Google: Encryption now mandatory for sites on 45 TLDs

Google’s campaign to make HTTPS security ubiquitous has been underscored once again by the news that it is to implement HSTS preload on 45 Top-Level Domains (TLDs) it controls as part of its domain registrar business.

The organization has announced that they are beginning to use another tool in our toolbox, the HTTPS Strict Transport Security (HSTS) preload list, in a new and more impactful way.

There are several strands to this story, beginning with the little-known fact that Google has since 2015 been a registrar for generic Top-Level Domains, such as, .ads, .here, .meme, .ing, .rsvp, .fly, and .app, to name only a few.

The HSTS preload list is built in to all major browsers (Chrome, Firefox, Safari, Internet Explorer/Edge, and Opera). It consists of a list of hostnames for which browsers automatically enforce HTTPS-secured connections. For example, gmail.com is on the list, which means that the aforementioned browsers will never make insecure connections to Gmail; if the user types http://gmail.com, the browser first changes it to https://gmail.com before sending the request. This provides greater security because the browser never loads an http-to-https redirect page, which could be intercepted.
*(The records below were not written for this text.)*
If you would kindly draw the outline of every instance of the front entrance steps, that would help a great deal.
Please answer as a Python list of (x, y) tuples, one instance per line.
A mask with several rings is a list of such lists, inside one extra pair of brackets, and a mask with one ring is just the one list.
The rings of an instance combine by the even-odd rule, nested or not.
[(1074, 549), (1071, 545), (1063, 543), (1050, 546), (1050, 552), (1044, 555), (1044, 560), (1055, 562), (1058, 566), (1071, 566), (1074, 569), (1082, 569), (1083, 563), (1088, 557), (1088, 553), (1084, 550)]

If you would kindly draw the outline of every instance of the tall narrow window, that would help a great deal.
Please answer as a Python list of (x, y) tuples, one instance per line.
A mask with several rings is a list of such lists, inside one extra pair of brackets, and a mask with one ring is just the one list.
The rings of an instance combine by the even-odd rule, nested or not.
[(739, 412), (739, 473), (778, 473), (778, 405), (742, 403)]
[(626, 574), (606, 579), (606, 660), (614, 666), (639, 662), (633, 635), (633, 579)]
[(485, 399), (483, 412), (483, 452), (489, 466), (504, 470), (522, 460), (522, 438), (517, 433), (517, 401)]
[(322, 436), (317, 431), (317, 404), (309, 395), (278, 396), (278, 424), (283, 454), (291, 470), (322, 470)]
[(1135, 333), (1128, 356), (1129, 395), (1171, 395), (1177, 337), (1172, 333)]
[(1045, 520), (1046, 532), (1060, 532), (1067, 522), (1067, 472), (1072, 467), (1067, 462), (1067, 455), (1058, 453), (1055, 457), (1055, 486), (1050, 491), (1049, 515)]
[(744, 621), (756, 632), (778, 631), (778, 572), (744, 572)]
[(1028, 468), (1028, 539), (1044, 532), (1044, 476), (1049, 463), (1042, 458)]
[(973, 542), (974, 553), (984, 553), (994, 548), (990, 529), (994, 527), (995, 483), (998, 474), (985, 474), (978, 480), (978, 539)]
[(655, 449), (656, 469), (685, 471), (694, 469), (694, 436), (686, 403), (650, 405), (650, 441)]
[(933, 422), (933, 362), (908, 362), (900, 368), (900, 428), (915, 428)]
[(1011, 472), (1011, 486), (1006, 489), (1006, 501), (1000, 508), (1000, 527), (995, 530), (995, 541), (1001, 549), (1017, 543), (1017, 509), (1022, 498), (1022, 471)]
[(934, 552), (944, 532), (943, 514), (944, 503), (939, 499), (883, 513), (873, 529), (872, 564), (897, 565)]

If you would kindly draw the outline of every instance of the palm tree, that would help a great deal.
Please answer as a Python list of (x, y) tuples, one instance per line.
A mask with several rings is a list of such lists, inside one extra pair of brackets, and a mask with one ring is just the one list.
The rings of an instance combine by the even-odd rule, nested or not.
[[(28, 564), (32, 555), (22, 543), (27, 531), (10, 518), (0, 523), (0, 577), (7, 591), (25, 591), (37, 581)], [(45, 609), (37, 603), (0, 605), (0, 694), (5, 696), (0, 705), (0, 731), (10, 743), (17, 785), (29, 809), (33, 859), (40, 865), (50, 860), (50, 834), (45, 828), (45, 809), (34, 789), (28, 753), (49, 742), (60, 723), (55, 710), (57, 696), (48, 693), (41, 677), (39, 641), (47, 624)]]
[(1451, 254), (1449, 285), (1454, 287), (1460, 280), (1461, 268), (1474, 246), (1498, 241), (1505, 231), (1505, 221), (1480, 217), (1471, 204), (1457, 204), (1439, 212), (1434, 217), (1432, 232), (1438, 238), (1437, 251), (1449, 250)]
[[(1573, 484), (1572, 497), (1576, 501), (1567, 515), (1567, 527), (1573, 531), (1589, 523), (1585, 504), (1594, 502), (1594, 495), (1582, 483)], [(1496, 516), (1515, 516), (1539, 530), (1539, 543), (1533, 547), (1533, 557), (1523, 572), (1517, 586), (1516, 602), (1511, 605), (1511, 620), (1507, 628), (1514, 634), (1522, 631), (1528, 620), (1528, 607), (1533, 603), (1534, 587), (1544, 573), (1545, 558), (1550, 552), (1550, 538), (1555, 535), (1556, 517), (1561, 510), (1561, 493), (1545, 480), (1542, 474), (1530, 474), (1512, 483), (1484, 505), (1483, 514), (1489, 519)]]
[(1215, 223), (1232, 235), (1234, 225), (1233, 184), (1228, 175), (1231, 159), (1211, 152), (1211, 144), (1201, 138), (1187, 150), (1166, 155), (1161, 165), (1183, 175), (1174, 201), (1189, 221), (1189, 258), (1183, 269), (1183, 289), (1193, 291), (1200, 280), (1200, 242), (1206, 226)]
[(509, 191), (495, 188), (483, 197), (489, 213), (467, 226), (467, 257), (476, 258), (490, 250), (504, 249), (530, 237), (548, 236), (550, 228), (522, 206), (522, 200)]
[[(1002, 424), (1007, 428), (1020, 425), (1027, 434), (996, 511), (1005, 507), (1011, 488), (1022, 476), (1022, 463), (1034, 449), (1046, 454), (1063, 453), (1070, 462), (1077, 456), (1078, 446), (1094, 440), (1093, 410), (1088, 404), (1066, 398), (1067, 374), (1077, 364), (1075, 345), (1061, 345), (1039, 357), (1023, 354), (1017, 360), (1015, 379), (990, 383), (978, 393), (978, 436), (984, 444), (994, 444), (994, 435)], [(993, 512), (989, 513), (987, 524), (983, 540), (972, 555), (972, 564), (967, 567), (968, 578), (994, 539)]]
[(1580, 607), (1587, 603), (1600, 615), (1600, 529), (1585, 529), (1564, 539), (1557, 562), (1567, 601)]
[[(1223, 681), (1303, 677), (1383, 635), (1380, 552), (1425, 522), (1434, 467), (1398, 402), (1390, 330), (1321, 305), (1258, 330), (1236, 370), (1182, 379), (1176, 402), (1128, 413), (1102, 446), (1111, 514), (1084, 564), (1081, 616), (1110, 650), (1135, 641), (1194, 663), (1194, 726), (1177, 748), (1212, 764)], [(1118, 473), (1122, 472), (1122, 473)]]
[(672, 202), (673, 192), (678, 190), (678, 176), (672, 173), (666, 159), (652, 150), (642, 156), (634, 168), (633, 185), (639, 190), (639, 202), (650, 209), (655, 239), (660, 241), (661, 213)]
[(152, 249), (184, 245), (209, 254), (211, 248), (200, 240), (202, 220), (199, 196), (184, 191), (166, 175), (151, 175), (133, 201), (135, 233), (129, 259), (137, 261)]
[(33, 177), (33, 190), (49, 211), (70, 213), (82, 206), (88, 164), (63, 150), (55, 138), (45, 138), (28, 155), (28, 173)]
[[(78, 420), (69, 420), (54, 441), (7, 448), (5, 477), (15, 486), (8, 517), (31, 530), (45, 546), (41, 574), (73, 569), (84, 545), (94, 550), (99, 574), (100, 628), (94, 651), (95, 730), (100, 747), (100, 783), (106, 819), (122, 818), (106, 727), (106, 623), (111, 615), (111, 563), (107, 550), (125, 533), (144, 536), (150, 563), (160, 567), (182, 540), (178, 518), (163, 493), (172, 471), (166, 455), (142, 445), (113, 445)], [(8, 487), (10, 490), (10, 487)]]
The HSTS preload list can contain individual domains or subdomains and even top-level domains (TLDs), which are added through the HSTS website. The TLD is the last part of the domain name, e.g., .com, .net, or .org. Google operates 45 TLDs, including .google, .how, and .soy. In 2015 we created the first secure TLD when we added .google to the HSTS preload list, and we are now rolling out HSTS for a larger number of our TLDs, starting with .foo and .dev.

The use of TLD-level HSTS allows such namespaces to be secure by default. Registrants receive guaranteed protection for themselves and their users simply by choosing a secure TLD for their website and configuring an SSL certificate, without having to add individual domains or subdomains to the HSTS preload list. Moreover, since it typically takes months between adding a domain name to the list and browser upgrades reaching a majority of users, using an already-secured TLD provides immediate protection rather than eventual protection. Adding an entire TLD to the HSTS preload list is also more efficient, as it secures all domains under that TLD without the overhead of having to include all those domains individually.